Testimoni

Halaman

Makalah - ETIKA BISNIS PT. LAPINDO



LATAR BELAKANG
Kehidupan manusia tidak bisa dipisahkan dari lingkungannya. Baik lingkungan alam maupun lingkungan sosial. Kita bernapas memerlukan udara dari lingkungan sekitar. Kita makan, minum, menjaga kesehatan, semuanya memerlukan lingkungan. Pengertian lingkungan adalah segala sesuatu yang ada di sekitar manusia yang memengaruhi perkembangan kehidupan manusia baik langsung maupun tidak langsung. Kualitas lingkungan yang baik merupakan salah satu modal dasar penting bagi terlaksananya pembangunan yang berkelanjutan. Kualitas lingkungan berpengaruh terhadap kualitas hidup masyarakat atau penduduk asli, maupun penduduk (masyarakat pendatang) yang berkunjung ke daerah tersebut. Banyak aktivitas manusia yang memiliki dampak buruk terhadap kualitas lingkungan karena pengelolaan sampah dan limbah yang kurang baik.

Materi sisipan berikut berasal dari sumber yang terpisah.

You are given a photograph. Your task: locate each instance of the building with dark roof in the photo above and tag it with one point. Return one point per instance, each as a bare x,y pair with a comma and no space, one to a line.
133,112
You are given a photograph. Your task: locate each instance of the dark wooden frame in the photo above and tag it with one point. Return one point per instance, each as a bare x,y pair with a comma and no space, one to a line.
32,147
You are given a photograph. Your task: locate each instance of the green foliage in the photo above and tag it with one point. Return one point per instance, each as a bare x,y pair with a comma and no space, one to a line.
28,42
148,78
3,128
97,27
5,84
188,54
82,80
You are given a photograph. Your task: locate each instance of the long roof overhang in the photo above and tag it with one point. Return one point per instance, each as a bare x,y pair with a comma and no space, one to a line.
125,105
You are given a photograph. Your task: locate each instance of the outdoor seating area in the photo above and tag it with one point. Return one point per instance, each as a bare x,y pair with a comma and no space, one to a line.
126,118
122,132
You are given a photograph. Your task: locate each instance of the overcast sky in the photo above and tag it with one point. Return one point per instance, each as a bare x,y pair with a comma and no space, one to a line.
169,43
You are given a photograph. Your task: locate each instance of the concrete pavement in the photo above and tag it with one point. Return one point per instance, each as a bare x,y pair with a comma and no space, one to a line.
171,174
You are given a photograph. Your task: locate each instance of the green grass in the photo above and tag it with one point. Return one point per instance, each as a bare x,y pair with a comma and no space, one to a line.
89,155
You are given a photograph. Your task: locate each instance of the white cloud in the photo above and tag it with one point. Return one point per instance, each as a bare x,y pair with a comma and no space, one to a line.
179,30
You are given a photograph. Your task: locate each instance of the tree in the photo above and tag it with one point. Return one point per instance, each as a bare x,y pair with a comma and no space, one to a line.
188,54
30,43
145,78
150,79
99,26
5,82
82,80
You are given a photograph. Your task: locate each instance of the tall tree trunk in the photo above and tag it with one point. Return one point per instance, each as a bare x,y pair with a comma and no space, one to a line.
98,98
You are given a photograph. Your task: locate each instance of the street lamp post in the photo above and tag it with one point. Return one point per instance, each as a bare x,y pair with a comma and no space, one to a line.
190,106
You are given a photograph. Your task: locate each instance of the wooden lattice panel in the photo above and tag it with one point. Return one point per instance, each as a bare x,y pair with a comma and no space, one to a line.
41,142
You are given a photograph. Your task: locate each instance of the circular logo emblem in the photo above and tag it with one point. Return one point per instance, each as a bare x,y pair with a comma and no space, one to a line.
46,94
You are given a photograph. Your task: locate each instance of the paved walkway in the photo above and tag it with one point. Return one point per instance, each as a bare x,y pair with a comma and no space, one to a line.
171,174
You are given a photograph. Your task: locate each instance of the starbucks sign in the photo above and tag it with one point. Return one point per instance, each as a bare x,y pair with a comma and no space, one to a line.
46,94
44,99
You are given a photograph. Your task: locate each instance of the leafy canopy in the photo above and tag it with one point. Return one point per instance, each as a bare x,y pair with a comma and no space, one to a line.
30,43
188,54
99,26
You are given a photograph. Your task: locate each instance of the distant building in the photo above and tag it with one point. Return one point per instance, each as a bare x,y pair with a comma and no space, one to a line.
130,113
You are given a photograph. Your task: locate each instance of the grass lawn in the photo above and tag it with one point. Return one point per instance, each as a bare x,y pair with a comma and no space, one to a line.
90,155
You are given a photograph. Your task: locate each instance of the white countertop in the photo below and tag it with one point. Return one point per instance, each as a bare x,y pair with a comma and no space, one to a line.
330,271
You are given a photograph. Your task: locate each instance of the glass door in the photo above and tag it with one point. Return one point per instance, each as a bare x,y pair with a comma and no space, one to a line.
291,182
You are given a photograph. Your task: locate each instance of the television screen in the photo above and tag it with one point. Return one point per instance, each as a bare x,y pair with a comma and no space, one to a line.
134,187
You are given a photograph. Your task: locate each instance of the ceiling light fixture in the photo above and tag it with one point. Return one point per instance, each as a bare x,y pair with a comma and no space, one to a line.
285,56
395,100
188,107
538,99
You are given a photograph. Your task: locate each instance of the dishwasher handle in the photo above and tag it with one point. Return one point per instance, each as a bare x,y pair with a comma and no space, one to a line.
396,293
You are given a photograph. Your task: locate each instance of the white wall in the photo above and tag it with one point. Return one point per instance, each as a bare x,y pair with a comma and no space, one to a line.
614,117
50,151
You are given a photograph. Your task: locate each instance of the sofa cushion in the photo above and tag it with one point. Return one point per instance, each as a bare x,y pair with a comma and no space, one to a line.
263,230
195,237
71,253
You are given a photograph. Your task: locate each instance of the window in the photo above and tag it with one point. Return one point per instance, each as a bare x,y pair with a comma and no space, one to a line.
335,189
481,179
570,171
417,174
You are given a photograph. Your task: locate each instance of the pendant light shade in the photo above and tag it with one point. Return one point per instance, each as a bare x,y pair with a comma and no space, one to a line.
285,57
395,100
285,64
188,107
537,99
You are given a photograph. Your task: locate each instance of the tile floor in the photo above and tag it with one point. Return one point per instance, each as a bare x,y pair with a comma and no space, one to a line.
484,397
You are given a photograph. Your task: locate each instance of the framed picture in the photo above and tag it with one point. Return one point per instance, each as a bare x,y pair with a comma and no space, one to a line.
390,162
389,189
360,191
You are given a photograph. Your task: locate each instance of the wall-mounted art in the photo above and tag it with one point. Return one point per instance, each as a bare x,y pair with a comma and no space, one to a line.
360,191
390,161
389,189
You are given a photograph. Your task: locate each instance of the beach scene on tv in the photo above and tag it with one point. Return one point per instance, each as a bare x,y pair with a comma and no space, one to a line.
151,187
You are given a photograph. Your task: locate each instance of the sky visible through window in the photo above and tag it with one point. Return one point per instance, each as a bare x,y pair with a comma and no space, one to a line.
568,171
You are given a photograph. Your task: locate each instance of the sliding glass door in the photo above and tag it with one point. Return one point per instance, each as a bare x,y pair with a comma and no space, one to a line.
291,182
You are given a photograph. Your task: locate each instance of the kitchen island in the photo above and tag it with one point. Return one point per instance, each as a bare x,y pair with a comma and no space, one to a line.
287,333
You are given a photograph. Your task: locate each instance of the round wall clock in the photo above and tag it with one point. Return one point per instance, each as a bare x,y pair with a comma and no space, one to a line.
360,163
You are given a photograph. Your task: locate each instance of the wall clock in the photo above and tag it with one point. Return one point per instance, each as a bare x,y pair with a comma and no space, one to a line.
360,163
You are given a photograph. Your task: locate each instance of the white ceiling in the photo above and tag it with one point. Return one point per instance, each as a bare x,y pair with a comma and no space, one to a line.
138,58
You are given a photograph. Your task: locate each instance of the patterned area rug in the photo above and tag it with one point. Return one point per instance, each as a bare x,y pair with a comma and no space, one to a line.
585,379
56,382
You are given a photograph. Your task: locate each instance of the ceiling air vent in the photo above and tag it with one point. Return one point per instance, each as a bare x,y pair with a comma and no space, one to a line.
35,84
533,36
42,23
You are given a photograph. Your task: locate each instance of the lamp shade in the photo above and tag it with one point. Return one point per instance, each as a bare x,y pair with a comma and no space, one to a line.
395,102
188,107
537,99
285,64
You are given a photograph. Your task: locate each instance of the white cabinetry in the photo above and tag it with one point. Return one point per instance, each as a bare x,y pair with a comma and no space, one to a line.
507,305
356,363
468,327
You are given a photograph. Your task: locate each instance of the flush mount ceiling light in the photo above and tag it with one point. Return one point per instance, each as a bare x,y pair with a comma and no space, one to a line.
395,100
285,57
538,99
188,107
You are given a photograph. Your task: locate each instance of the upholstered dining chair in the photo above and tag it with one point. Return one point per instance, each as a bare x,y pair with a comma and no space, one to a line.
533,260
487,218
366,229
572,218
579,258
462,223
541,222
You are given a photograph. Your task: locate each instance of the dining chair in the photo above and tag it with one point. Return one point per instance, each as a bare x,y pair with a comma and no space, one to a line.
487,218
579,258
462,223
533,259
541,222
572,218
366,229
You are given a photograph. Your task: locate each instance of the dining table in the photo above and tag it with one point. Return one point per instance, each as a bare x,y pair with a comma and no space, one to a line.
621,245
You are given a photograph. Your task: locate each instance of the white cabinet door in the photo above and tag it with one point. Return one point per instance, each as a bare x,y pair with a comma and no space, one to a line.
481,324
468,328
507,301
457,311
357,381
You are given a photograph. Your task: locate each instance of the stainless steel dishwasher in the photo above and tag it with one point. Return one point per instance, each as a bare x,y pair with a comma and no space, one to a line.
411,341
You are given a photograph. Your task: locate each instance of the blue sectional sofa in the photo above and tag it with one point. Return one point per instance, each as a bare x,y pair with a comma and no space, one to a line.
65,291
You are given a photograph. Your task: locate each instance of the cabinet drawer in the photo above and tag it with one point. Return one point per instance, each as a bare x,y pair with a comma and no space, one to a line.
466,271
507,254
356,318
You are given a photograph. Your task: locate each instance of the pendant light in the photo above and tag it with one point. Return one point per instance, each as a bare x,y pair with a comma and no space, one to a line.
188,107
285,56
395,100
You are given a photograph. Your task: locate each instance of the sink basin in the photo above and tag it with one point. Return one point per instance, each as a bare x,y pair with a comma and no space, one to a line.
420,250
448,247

Banjir Lumpur Panas Sidoarjo atau Lumpur Lapindo, merupakan peristiwa menyemburnya lumpur panas di lokasi pengeboran Lapindo Brantas Inc di Dusun Balongnongo Desa Renokenongo, Kecamatan Porong, Kabupaten Sidoarjo, Jawa Timur, sejak 29 Mei 2006. Tragedi ‘Lumpur Lapindo’ dimulai pada tanggal 27 Mei 2006. Peristiwa ini menjadi suatu tragedi ketika banjir lumpur panas mulai menggenangi areal persawahan, pemukiman penduduk dan kawasan industri. Hal ini wajar mengingat volume lumpur diperkirakan sekitar 5.000 hingga 50 ribu meter kubik perhari (setara dengan muatan penuh 690 truk peti kemas berukuran besar). Akibatnya, semburan lumpur ini membawa dampak yang luar biasa bagi masyarakat sekitar maupun bagi aktivitas perekonomian di Jawa Timur: genangan hingga setinggi 6 meter pada pemukiman; total warga yang dievakuasi lebih dari 8.200 jiwa; rumah/tempat tinggal yang rusak sebanyak 1.683 unit; areal pertanian dan perkebunan rusak hingga lebih dari 200 ha; lebih dari 15 pabrik yang tergenang menghentikan aktivitas produksi dan merumahkan lebih dari 1.873 orang; tidak berfungsinya sarana pendidikan; kerusakan lingkungan wilayah yang tergenangi; rusaknya sarana dan prasarana infrastruktur (jaringan listrik dan telepon); terhambatnya ruas jalan tol Malang-Surabaya yang berakibat pula terhadap aktivitas produksi di kawasan Ngoro (Mojokerto) dan Pasuruan yang selama ini merupakan salah satu kawasan industri utama di Jawa Timur.
Lokasi semburan lumpur ini berada di Porong, yakni kecamatan di bagian selatan Kabupaten Sidoarjo, sekitar 12 km sebelah selatan kota Sidoarjo. Kecamatan ini berbatasan dengan Kecamatan Gempol (kabupaten Pasuruan) di sebelah selatan. Lokasi pusat semburan hanya berjarak 150 meter dari sumur Banjar Panji-1 (BJP-1), yang merupakan sumur eksplorasi gas milik Lapindo Brantas Inc sebagai operator blok Brantas. Lokasi semburan lumpur tersebut merupakan kawasan pemukiman dan di sekitarnya merupakan salah satu kawasan industri utama di Jawa Timur. Tak jauh dari lokasi semburan terdapat jalan tol Surabaya-Gempol, jalan raya Surabaya-Malang dan Surabaya-Pasuruan-Banyuwangi (jalur pantura timur), serta jalur kereta api lintas timur Surabaya-Malang dan Surabaya-Banyuwangi, Indonesia.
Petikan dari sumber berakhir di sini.